Senior System Software Engineer – Data Center GPU Compute Diagnostics

NVIDIA NVIDIA · Semiconductors · Durham, NC

Senior System Software Engineer at NVIDIA focused on developing diagnostics and stress tests for Data Center GPU compute engines in AI supercomputer systems. The role involves low-level hardware interaction, performance tuning, and validation of next-generation GPUs, with a strong emphasis on CUDA, C++, and Python programming, as well as understanding of computer architecture and GPU memory systems.

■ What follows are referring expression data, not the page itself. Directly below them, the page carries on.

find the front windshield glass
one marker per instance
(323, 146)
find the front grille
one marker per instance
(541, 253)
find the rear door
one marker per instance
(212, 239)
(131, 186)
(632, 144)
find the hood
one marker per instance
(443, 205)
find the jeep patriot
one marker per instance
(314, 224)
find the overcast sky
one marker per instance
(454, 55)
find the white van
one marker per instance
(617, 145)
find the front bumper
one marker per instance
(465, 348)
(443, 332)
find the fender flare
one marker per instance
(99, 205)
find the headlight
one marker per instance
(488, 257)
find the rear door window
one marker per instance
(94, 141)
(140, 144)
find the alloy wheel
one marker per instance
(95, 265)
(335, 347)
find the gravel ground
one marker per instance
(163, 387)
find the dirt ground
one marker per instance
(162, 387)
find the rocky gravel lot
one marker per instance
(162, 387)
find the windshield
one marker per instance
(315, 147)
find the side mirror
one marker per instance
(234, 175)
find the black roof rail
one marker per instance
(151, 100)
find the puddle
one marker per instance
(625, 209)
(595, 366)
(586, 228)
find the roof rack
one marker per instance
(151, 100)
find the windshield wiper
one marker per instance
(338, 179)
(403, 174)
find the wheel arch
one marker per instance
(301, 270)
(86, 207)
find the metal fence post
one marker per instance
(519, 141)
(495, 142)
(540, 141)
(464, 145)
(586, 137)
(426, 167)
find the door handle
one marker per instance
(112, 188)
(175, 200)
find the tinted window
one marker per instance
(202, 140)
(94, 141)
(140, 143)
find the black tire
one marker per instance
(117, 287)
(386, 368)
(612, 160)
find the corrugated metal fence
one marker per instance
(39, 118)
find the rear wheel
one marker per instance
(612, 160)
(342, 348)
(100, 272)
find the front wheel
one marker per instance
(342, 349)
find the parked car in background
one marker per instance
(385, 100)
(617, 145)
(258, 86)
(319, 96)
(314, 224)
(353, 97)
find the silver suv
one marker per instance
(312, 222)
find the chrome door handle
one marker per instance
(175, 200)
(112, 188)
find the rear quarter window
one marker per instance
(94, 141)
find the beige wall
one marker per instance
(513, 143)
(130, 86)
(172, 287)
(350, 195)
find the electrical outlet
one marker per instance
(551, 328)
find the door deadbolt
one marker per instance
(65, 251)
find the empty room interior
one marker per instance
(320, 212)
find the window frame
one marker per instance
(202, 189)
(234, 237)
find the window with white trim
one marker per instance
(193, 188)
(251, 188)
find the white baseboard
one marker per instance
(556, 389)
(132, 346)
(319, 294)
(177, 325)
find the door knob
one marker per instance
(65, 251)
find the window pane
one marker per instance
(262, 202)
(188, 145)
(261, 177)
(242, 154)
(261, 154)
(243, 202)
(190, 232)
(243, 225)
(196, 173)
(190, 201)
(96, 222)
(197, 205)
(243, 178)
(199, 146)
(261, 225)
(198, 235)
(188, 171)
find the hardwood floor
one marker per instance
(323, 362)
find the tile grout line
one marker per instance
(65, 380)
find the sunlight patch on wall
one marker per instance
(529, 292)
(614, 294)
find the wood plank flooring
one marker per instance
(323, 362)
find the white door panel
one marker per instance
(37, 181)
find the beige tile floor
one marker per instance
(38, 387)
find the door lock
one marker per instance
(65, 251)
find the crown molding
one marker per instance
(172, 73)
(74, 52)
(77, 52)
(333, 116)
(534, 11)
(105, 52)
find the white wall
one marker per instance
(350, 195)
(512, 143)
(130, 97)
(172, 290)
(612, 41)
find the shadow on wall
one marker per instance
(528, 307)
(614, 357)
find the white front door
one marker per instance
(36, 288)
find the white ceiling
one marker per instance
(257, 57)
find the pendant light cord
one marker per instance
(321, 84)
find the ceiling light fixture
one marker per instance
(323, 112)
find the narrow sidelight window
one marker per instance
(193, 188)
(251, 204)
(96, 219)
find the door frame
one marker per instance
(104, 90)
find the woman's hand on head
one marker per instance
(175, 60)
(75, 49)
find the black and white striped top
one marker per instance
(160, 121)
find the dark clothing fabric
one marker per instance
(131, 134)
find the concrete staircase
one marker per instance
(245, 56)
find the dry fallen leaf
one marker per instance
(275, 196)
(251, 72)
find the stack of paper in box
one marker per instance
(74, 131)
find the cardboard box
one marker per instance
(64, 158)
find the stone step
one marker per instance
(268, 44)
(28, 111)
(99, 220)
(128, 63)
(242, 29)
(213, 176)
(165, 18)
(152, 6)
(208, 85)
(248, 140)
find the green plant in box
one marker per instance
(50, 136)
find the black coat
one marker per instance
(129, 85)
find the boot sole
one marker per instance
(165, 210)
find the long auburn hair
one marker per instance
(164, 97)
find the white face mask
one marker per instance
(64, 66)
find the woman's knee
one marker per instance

The engineer will also mentor other team members and collaborate with various hardware and manufacturing teams.

What you'd actually do

  1. Working closely with hardware architecture, driver, manufacturing and field teams through product development lifecycle of rack-scale AI systems.
  2. Responsible for crafting CUDA/C++ diagnostic workloads and software infrastructure required for new chip development, validation, productization, and field triage.
  3. Designing and implementing GPU compute tests that stress Tensor Cores, SMs, L2/cache hierarchy, HBM memory, and related power/thermal operating points.
  4. Developing and tuning GEMM-style diagnostic workloads, including tests combined with additional load in NVLink, PCIe or CPU subsystems.
  5. Developing and integrating higher-level AI workload tests, including PyTorch-based large model workloads to stress GPUs, memory, interconnects, thermals, and system software under realistic rack-scale AI use cases.

Skills

Required

  • BS or MS degree in Electrical Engineering, Computer Engineering, Computer Science, or equivalent experience.
  • 12+ years of system software, GPU software, embedded software, or hardware validation experience.
  • Experience driving technical work across multiple engineers, mentoring others, or leading development of a complex software component.
  • Strong C/C++ and Python programming skills.
  • Understanding of memory systems, ECC behavior, cache hierarchy, bandwidth bottlenecks, and hardware failure signatures.
  • Understanding of GEMM-style workloads and how workload shape, precision, runtime, and verification affect compute stress, power, memory, and thermal behavior.
  • Experience with voltage/frequency characterization, thermal testing, power stress, or related silicon validation concepts such as Vmin/Fmax and P-state testing.
  • Background with PCIe, NVLink, or networking technologies such as InfiniBand and Ethernet.

Nice to have

  • Experience with Linux device drivers, CUDA kernels, GPU compute workloads, or related accelerator programming is strongly preferred.

What the JD emphasized

  • Experience writing diagnostics and stress tests that interface to low-level hardware drivers and hardware registers.
  • Understanding of memory systems, ECC behavior, cache hierarchy, bandwidth bottlenecks, and hardware failure signatures.
  • Understanding of GEMM-style workloads and how workload shape, precision, runtime, and verification affect compute stress, power, memory, and thermal behavior.
  • Experience with voltage/frequency characterization, thermal testing, power stress, or related silicon validation concepts such as Vmin/Fmax and P-state testing.
  • Background with PCIe, NVLink, or networking technologies such as InfiniBand and Ethernet.